Qual è lo scopo pratico dell'incontro?
«Il primo è senza dubbio rendere le persone coscienti del rischio che viviamo. Molti pensano che sia una questione sofisticata e lontana: credetemi, non è così. Quello nucleare è un rischio vero. Per questo è il momento che la gente faccia pressione sui governi occidentali: dobbiamo far capire che non si può andare avanti così. Non possono esserci Paesi più uguali di altri, qualcuno con l'atomica, qualcuno protetto dall'ombrello atomico di nazioni alleate e altri che non devono averla. Vogliamo l'abolizione totale della madre di tutte le armi di distruzione di massa: e il sostegno dell'opinione pubblica in questa battaglia è fondamentale».
Nella crisi fra Corea del Nord e Usa sembrano esserci echi dell'escalation che nel marzo 2003 condusse all'invasione dell'Iraq: retorica bellica crescente sullo sfondo di un'opinione pubblica contraria a ogni attacco, per citare il più ovvio...
«Anche io ho la chiara impressione che stiamo vivendo un'atmosfera simile a quella di quei giorni.
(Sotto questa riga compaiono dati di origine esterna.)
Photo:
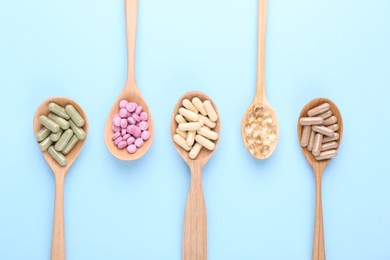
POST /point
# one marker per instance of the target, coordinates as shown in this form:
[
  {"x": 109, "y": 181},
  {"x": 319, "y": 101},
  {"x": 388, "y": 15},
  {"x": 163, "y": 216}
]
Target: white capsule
[
  {"x": 195, "y": 150},
  {"x": 180, "y": 141},
  {"x": 205, "y": 142},
  {"x": 199, "y": 105},
  {"x": 209, "y": 134},
  {"x": 210, "y": 111},
  {"x": 191, "y": 116}
]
Non soltanto quando parliamo di Corea del Nord. Penso all'Iran e all'Aiea che ha detto che stava rispettando i termini dell'accordo sul nucleare: ma Trump ha comunque fatto un passo indietro. Io credo nel dialogo: anche con i dittatori. Perché se un dittatore percepisce che intorno a lui si lavora per un cambio di regime farà di tutto per salvarsi. Anche mosse disperate».
Ma come si parla con un dittatore come Kim Jong-un?
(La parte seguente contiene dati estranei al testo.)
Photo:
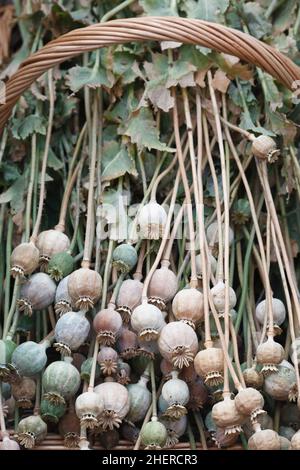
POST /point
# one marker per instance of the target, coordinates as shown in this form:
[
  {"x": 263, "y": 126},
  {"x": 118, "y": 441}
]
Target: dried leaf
[{"x": 220, "y": 81}]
«Questa è una domanda ancora tutta aperta. Ma provo a rovesciargliela: Gheddafi e Saddam erano dittatori orribili. Ma siamo certi che i loro Paesi stiano meglio oggi? E difficile parlare con gente simile ma dovremmo trovare un modo intelligente per farlo. Se agiamo solo in base al risentimento è peggio. Se ci limitiamo a sanzioni economiche a subire i danni maggiori sarà la gente comune, mentre il regime in questione si arricchirà. L'Iraq questo lo ha dimostrato in modo chiarissimo. Una strada perfetta non c'è ma dobbiamo cercare quella migliore possibile».
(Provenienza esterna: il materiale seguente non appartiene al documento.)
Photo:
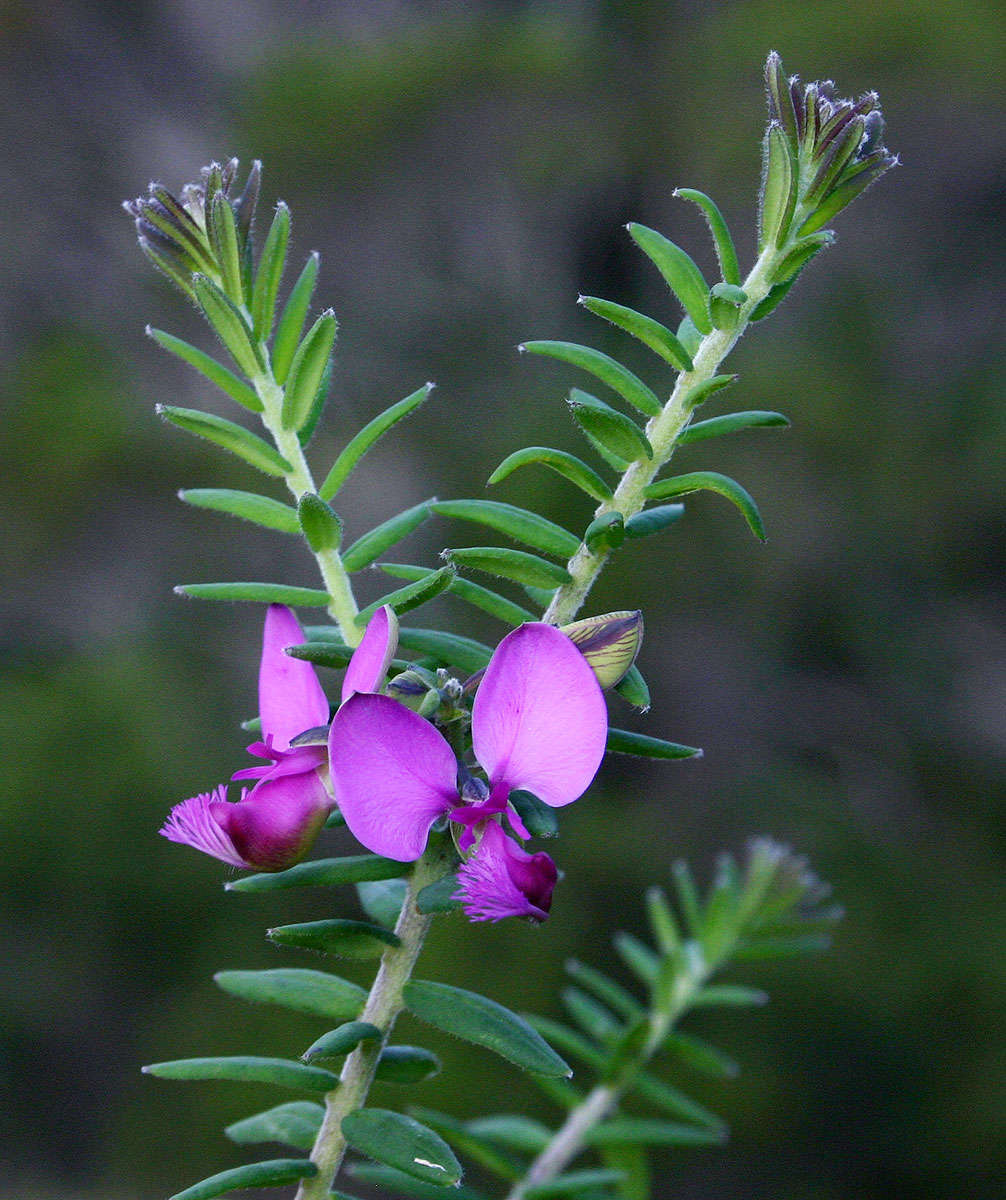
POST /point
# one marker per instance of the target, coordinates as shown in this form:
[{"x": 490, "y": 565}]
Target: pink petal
[
  {"x": 391, "y": 773},
  {"x": 289, "y": 697},
  {"x": 539, "y": 721},
  {"x": 370, "y": 660}
]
Lei andrebbe in Corea del Nord a negoziare?
«Certo che andrei. Però prima dovrebbero invitarmi. Ma non ci sono solo io: Jimmy Carter ha detto che è pronto ad andare e sono certo che farebbe un ottimo lavoro. L'ex segretario di Stato Madeleine Albright andò e ottenne buoni risultati per conto dell'allora presidente Bill Clinton. Demonizzare il nemico non serve a nulla dobbiamo trovare il modo di convivere e poi magari, gradualmente, individuare anche valori che condivisi. Ma la prima cosa è evitare di ucciderci l'uno con l'altro: dunque basta con la proliferazione nucleare».